The information found in the Throughput Performance Guide for C66x KeyStone Devices (Rev. A). is good, but the story is incomplete from a programmers perspective.
Moving forward, there are 2 API's intended for library and application programmers to program the EDMA engine. The particular use case I'm discussing here is a common one - moving memory to/from DDR to levels of cache/SRAM while simultaneously computing on another portion also in cache/SRAM. There are 3 'levels' of support for the EDMA unit - the CSL headers, the LLD device and the ECPY API in (currently misplaced in MCSDK-video instead of MCSDK). Website documentation is sporadic and inconsistent in regards to these API's, but there are some authoritative and useful presentations floating around on their usage.
Proper high performance algorithm design requires careful resource planning - the performance curves of the underlying hardware or software layers are highly relevant to changes in the algorithm. Citing speeds and feeds are fine for high level architecture, but performance is in the details.
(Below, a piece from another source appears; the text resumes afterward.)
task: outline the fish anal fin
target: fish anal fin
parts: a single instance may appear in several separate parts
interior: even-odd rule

So, without further verbiage, here's what would have been helpful to my team during the implementation of a high performance BLAS for the C6678.
- Benchmark curves for EDMA transfers to and from DDR3 to various levels of SRAM.
- CSL, LLD and ECPY implementations
- Transfer size from 4B to 100% capacity of SRAM level
- Transfer segment size from 4B to 100% (one large vs N small chained)
- Bandwidth (including all overheads)
- Latency (roundtrip/2, including all overheads)
- Preconfigured vs mailbox vs full PIO triggering
- Completion notification (PIO vs interrupt status vs interrupt status + mailbox)
- Simultaneous computation in L1
- Simultaneous staggered transfers
- Simultaneous multi-level transfers (DDR->L2,L2->L1 instead of DDR->L1)
This information would be used to decide exactly how to set up the optimal transfer size for ones algorithm in order to get the maximum performance.